Tether, a payment service that uses a bitcoin-backend to settle payments without having to use a bank, just announced integration with Bitcoin merchant processor GoCoin. Merchants using GoCoin who transact in Bitcoin, Litecoin, or Dogecoin can instead opt to use Tether’s system.
GoCoin, founded in 2013, has since raised $2 million in funding to provide merchant payment services in Bitcoin, Litecoin, Dogecoin, and now Tether for a multitude of fiat currencies including USD, GBP, Euros and now TetherUSD.
Tether works by “tethering” payment reserves to bitcoin amounts and protects against volatility by backing payments with fiat currency 1:1. Of the three currencies supported by Tether—USD, EUR, and JPY. While Tether uses bitcoin as a backend, any amount of dollars, euros, or yen deposited as a Tether can be withdrawn as the same amount of bitcoin, dollars, euros, or yen.
GoCoin merchants can transact with Tether in USD, but integration with yen and euros are planned for the future.
“By utilizing Tether’s unique business model of linking digital currency to in-hand reserves, we’re able to stabilize value fluctuations for our merchants, making digital currency even more appealing to them,” said Steve Beauregard, GoCoin’s CEO.
To prove and provide security of reserves, Tether also offers a real-time view of reserves currently stored in the Bitcoin blockchain that is audited regularly.
Because Tether uses the Bitcoin blockchain to transfer value, this allows merchants and customers to avoid fees associated with credit cards and banks.
Tether is currently in closed beta, merchants interested in the platform can sign up on the website—but those who already use GoCoin will be seeing integration appear there soon.
Tether’s 1:1 asset model a powerful use of bitcoin for payments
By locking fiat currencies to “tethers” means that merchants who hold them do not have to worry about the Bitcoin market rising or falling as the value of a Tether remains the same irrespective of current bitcoin market value. This is the go-to reason that merchants who utilize processing services such as Coinbase, Inc. and Bitpay, Inc. instantly liquidate bitcoins received as payment.
As a result, the entire burden of buying extra bitcoins when the market value falls—to maintain reserves according to the transparency promised by the company—will fall on Tether. On the other hand, when bitcoin market value rises, Tether will essentially have a buffer in its reserves.

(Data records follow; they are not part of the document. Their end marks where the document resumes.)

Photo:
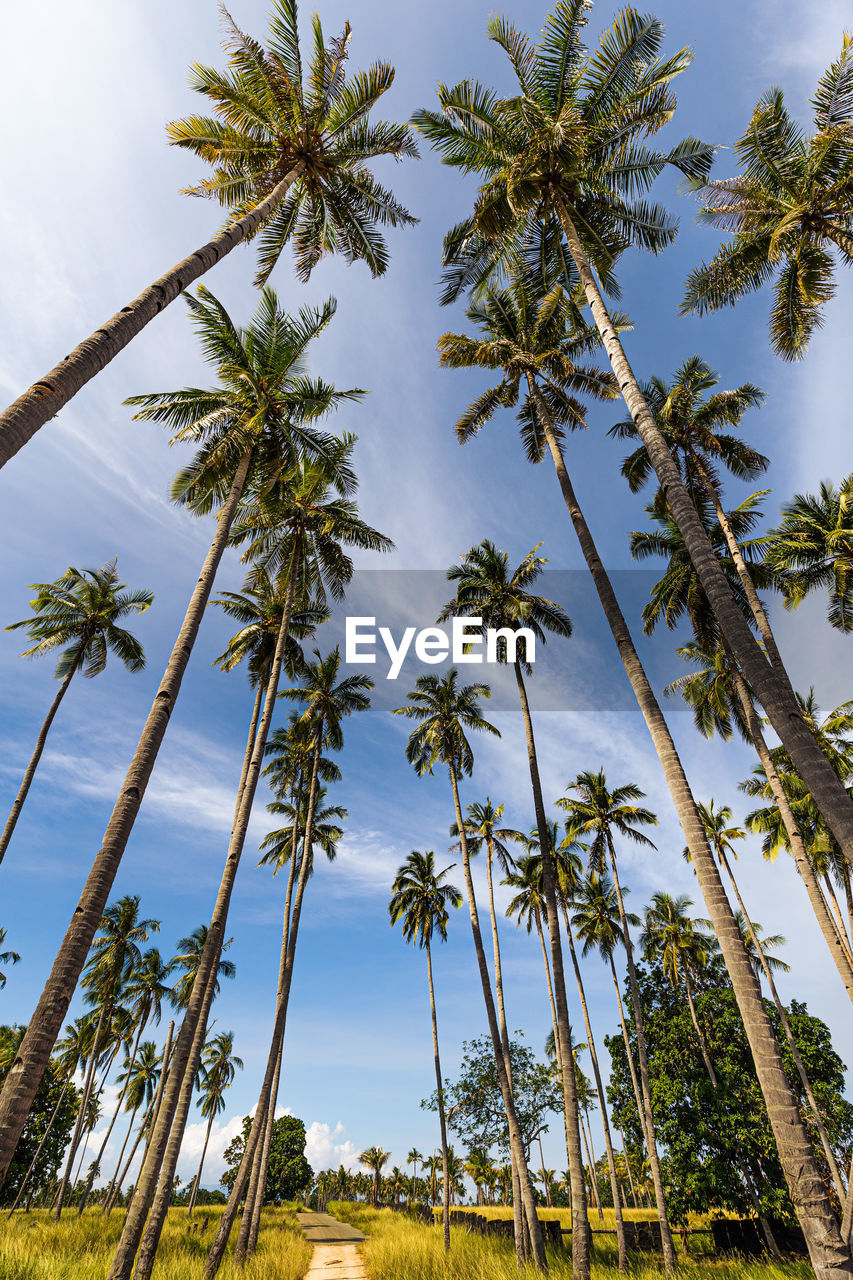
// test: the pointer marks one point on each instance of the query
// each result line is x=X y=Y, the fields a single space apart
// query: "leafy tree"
x=288 y=1174
x=81 y=609
x=290 y=151
x=719 y=1146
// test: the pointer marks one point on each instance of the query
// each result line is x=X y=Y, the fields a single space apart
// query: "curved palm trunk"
x=516 y=1146
x=197 y=1178
x=46 y=1022
x=282 y=999
x=829 y=1255
x=439 y=1088
x=831 y=936
x=771 y=685
x=12 y=821
x=164 y=1147
x=600 y=1092
x=45 y=398
x=666 y=1235
x=789 y=1036
x=699 y=1033
x=580 y=1237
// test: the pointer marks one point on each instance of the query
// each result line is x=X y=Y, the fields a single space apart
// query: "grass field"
x=401 y=1249
x=32 y=1248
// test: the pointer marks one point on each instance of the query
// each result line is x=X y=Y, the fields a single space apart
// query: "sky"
x=91 y=214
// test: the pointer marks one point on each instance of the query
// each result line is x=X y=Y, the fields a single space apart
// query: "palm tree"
x=723 y=836
x=81 y=609
x=219 y=1064
x=114 y=956
x=374 y=1159
x=812 y=548
x=290 y=152
x=420 y=901
x=569 y=878
x=569 y=147
x=5 y=958
x=328 y=700
x=488 y=589
x=787 y=211
x=445 y=711
x=246 y=429
x=600 y=812
x=673 y=938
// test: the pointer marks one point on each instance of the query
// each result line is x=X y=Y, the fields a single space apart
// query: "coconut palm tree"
x=219 y=1065
x=812 y=548
x=679 y=944
x=246 y=429
x=788 y=211
x=290 y=150
x=114 y=955
x=570 y=146
x=598 y=812
x=374 y=1159
x=5 y=958
x=445 y=711
x=420 y=900
x=80 y=611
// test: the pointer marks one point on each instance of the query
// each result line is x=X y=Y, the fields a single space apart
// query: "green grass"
x=33 y=1248
x=398 y=1248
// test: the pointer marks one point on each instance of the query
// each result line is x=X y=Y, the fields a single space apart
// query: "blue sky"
x=91 y=214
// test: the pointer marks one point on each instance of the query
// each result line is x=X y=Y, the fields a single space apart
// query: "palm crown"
x=276 y=118
x=82 y=609
x=788 y=209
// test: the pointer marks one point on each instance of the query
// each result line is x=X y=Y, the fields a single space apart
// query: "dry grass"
x=33 y=1248
x=400 y=1248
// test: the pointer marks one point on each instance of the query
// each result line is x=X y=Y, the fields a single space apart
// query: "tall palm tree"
x=445 y=711
x=487 y=588
x=679 y=944
x=569 y=146
x=5 y=958
x=812 y=548
x=246 y=429
x=598 y=812
x=290 y=151
x=374 y=1159
x=114 y=955
x=723 y=836
x=219 y=1065
x=788 y=211
x=81 y=611
x=422 y=901
x=568 y=854
x=328 y=700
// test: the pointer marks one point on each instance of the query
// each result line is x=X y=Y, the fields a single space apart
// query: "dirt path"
x=336 y=1248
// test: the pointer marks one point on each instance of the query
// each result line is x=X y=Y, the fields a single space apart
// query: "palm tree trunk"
x=834 y=940
x=44 y=1139
x=36 y=755
x=45 y=398
x=808 y=1196
x=580 y=1237
x=227 y=1220
x=771 y=685
x=600 y=1092
x=789 y=1036
x=167 y=1133
x=46 y=1022
x=537 y=1243
x=666 y=1235
x=699 y=1033
x=439 y=1093
x=197 y=1178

Since a sudden spike in market value in 2013, where the currency exceeded $1,000 USD briefly, Bitcoin market volatility has begun to smooth out; but it can still rise and fall 4% in 24 hours or more than 12% in a week.
Aside from lessening volatility the other strong value add of the Tether system is that merchants no longer work with bitcoin when receiving it.
Instead merchants get to deal in a local currency facsimile, with the Tether versions of USD, EURO, and JPY, which can be withdrawn or transferred to other local currencies. This uses Bitcoin as an agnostic store of value while letting merchants think and act in their own currency.
This would, in effect, removes much of the complexity and mystery of transacting in bitcoins directly, which could be a stumbling block for already busy merchants.